Un lastre brutal de ochenta años

EL PLUMILLA ERRANTE
José Antonio Gaciño

Ochenta años después de su comienzo, todavía tiene sentido hacer un hueco en las referencias de actualidad para recordar un acontecimiento –la guerra civil española– que ha marcado de manera brutal la memoria de varias generaciones de españoles, hasta el punto de que muchos allegados de víctimas de los vencedores guardaron silencio hasta pasados veinte o treinta años del restablecimiento de la democracia, antes de reclamar la posibilidad de recuperar los cuerpos de sus familiares para enterrarlos dignamente. En algunos casos, han sido los nietos o los bisnietos de los asesinados quienes han superado el miedo de las generaciones intermedias para emprender la búsqueda de fosas comunes improvisadas en barrancos o en cunetas.

Tiene sentido, además, porque esas búsquedas tropiezan en muchos casos con la indiferencia, cuando no la hostilidad, de administraciones que parecen gobernadas por los herederos de los verdugos. Y no se trata de la polémica sobre el nivel de represión en cada uno de los bandos (polémica que, en realidad, está ya más que zanjada por la documentación debidamente contrastada por historiadores de diversas tendencias ideológicas), sino de cerrar, por pura deferencia humanitaria, un capítulo absurdamente enquistado por quienes sacan a relucir lo de no reabrir viejas heridas sólo cuando les conviene (y después de haber estado, ellos o sus antepasados, hurgando en todas las heridas que podían hacer sangrar a los vencidos).

Como dice gráficamente el historiador británico Paul Preston, “la Guerra Civil nunca dejará de ser un fantasma en el banquete de la democracia hasta que se hayan desahogado los resentimientos y los odios asociados con ella”. Ya es hora de que, con una perspectiva de ochenta años, se termine de soltar el lastre de los sentimientos y se sitúe la referencia de la guerra civil en el capítulo de hechos históricos relevantes y decisivos, a partir del estudio de las circunstancias en las que estalló y en las que se desarrolló, a la búsqueda de errores que no se deberían repetir, recordando advertencias que en su día no se atendieron y aprovechando los análisis autocríticos que se hicieron una vez consumado el desastre, autocríticas más abundantes entre los vencidos (al fin y al cabo, más plurales en sus opciones políticas), pero que también practicaron algunos vencedores.

Ochenta años después, no debería haber nadie que se sintiese molesto por la divulgación de las verdaderas dimensiones de tantos mitos como se fueron construyendo sobre el recuerdo de la guerra (por parte de unos y de otros) y que han envenenado la convivencia de los españoles durante varias generaciones.

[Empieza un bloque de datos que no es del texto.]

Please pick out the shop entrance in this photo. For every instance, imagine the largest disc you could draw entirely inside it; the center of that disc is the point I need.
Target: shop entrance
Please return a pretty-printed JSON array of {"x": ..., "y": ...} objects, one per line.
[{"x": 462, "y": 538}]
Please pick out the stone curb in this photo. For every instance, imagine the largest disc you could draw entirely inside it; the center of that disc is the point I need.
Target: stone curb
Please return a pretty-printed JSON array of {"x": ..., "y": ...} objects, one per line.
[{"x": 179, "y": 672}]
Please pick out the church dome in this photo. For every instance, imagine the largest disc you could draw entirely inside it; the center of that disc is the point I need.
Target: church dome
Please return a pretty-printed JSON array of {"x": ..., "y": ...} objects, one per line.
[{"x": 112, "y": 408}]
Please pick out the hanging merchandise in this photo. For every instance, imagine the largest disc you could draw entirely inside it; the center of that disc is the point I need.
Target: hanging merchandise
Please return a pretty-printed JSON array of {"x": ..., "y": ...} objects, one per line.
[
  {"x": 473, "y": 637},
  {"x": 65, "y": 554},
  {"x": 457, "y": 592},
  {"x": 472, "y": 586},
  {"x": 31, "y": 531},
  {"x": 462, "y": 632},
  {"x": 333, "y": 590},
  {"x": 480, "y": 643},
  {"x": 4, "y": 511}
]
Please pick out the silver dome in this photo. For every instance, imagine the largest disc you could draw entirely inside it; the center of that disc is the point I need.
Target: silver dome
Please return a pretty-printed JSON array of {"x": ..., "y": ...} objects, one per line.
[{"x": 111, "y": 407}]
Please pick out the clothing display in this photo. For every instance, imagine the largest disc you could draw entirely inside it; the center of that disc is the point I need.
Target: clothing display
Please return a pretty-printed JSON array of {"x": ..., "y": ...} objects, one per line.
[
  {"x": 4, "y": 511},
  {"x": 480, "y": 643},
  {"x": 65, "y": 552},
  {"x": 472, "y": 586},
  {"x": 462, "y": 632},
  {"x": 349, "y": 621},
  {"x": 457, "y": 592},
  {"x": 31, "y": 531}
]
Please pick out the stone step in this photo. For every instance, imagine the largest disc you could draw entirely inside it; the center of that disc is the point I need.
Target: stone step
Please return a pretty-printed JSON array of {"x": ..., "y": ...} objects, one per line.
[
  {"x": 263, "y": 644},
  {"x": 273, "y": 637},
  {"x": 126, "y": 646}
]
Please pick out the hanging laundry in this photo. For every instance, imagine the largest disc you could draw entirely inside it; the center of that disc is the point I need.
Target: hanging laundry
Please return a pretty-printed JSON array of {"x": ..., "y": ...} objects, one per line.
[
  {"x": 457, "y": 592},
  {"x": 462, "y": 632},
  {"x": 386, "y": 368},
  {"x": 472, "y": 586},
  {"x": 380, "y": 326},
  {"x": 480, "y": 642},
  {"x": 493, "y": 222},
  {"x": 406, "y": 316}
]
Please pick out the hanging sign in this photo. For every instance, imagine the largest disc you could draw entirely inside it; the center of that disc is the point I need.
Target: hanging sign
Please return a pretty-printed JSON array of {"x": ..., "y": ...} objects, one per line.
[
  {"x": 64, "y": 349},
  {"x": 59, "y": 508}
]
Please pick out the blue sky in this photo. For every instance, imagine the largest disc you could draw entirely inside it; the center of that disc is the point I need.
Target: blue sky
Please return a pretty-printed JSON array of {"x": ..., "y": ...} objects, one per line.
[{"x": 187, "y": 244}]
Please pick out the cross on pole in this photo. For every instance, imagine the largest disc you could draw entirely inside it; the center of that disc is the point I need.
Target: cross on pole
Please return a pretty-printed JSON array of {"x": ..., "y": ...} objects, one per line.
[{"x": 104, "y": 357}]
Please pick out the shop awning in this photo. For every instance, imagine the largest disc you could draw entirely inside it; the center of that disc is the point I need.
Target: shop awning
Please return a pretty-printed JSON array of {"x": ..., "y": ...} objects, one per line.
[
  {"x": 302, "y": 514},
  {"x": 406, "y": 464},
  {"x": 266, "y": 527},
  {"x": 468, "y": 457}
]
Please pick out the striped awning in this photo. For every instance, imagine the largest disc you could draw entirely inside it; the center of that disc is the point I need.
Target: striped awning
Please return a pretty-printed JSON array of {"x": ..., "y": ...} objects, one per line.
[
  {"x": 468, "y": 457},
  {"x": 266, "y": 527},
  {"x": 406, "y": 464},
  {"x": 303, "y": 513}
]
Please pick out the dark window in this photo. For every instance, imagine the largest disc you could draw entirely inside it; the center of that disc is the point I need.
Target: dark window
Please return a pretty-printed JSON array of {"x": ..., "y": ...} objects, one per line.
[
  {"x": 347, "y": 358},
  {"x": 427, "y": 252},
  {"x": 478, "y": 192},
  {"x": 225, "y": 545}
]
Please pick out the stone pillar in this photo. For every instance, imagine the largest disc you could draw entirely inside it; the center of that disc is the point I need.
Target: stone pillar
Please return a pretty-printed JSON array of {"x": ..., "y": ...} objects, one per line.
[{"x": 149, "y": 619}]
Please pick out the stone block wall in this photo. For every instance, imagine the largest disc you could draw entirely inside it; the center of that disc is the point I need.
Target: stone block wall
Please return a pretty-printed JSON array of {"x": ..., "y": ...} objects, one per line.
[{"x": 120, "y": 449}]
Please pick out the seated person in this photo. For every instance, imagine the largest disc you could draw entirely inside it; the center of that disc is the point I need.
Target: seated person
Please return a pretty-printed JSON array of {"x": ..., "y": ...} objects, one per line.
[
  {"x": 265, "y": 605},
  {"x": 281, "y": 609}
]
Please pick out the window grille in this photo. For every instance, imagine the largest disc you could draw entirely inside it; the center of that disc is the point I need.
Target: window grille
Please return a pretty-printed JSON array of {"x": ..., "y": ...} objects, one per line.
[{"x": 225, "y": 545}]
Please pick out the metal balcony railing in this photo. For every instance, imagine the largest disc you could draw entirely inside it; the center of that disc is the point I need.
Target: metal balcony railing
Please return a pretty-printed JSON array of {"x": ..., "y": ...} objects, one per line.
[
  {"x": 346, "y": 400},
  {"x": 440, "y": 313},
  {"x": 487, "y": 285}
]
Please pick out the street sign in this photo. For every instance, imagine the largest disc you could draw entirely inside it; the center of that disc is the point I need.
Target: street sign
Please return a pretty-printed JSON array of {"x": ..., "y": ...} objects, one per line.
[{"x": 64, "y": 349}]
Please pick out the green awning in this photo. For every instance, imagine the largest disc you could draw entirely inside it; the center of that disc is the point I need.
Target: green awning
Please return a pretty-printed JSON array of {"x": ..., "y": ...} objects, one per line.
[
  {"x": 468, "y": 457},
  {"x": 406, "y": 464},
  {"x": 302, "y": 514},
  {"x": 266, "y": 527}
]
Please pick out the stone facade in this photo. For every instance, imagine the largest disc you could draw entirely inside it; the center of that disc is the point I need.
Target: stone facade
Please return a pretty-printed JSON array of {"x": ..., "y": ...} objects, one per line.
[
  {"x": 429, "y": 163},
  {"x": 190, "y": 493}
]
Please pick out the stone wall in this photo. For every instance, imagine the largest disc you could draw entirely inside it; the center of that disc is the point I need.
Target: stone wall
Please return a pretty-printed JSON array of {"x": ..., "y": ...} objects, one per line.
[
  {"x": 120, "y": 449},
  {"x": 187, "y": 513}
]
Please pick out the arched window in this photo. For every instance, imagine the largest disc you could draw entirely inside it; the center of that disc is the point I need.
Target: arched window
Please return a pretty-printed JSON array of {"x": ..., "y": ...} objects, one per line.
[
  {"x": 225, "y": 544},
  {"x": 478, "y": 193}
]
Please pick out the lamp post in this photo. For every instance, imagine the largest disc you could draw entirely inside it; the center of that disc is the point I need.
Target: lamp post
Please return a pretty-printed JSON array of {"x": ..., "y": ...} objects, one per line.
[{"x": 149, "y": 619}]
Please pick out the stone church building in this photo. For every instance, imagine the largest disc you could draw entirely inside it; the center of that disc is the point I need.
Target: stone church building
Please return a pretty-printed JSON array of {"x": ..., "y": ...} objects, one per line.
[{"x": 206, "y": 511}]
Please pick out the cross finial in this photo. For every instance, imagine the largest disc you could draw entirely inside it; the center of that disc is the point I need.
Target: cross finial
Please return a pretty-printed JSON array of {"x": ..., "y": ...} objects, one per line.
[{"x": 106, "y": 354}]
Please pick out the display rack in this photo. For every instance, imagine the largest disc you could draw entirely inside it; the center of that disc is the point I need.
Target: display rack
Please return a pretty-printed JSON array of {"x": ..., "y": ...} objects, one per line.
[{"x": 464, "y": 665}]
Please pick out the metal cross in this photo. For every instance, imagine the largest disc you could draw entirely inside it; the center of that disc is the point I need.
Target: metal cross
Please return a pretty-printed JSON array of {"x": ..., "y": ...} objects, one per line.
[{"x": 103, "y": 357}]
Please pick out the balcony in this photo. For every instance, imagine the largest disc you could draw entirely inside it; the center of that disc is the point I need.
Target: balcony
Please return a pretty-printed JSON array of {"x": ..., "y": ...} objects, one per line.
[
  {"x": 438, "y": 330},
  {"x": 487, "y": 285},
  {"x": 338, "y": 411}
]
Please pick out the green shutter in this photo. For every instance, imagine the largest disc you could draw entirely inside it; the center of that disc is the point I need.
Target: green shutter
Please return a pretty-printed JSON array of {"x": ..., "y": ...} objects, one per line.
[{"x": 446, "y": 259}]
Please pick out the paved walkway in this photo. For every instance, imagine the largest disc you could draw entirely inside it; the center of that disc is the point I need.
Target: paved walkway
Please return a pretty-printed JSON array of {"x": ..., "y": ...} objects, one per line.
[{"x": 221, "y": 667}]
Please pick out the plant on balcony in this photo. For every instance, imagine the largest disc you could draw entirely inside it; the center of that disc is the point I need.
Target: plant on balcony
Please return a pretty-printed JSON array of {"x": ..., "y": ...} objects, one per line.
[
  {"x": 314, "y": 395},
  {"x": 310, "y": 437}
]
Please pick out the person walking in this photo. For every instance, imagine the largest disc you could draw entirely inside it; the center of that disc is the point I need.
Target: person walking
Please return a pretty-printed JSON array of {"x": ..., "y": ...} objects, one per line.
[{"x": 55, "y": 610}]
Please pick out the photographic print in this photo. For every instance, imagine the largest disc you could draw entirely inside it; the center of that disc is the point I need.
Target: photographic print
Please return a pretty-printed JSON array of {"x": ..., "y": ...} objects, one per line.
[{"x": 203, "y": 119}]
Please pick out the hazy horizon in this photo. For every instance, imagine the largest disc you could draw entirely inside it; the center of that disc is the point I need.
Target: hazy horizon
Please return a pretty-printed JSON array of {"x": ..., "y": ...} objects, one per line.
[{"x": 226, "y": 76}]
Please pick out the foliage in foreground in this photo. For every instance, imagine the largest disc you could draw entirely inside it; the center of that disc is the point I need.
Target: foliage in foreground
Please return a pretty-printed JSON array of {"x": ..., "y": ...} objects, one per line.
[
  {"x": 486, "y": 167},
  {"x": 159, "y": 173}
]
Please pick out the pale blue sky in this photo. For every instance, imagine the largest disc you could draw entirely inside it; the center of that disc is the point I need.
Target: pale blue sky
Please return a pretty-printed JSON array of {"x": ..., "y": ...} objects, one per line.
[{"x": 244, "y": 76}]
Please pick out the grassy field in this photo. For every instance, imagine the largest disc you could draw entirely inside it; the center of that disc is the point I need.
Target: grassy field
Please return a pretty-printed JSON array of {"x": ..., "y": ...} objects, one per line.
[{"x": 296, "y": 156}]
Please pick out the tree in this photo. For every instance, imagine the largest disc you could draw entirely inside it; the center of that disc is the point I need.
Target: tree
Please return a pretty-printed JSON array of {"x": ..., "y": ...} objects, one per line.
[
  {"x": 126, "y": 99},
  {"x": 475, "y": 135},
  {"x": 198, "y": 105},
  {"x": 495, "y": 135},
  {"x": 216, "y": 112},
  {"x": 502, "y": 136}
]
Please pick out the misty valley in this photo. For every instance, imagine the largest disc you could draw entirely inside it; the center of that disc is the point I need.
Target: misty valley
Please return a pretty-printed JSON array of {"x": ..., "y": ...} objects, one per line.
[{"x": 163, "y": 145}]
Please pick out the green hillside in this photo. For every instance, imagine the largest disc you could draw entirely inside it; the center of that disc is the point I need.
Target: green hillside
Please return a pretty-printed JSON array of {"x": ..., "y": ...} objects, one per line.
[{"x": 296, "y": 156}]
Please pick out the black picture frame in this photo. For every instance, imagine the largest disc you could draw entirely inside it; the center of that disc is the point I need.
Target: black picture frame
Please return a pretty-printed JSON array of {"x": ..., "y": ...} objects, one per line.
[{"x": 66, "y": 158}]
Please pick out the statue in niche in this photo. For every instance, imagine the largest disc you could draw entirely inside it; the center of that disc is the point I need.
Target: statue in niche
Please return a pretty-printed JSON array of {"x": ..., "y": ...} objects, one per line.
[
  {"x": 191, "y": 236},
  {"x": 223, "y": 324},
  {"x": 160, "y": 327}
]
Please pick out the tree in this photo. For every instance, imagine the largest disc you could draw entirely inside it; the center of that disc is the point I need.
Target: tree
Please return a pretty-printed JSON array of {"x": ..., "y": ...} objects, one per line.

Y los que menos deberían molestarse son los que siguen identificándose con la memoria de los vencedores: ellos tuvieron casi cuarenta años para consolidar sus mitos, así como para localizar a sus víctimas, enterrarlas dignamente y glorificarlas, mientras seguían persiguiendo y humillando a los vencidos como si la guerra no hubiese terminado nunca. Han mantenido también su estatus tras la restauración de la democracia, incluso influyeron en su momento para marcarle ciertos límites y, de vez en cuando, sueltan algún zarpazo para que nadie olvide esos límites.

Como la contundente reacción contra el juez Baltasar Garzón cuando intentó dar cobertura judicial a la búsqueda de los cadáveres desaparecidos en las represalias franquistas. O como la eliminación de la Educación para la Ciudadanía, que no ha dejado de ser una manera indirecta de adjudicar el monopolio del adoctrinamiento a los predicadores de la intolerancia.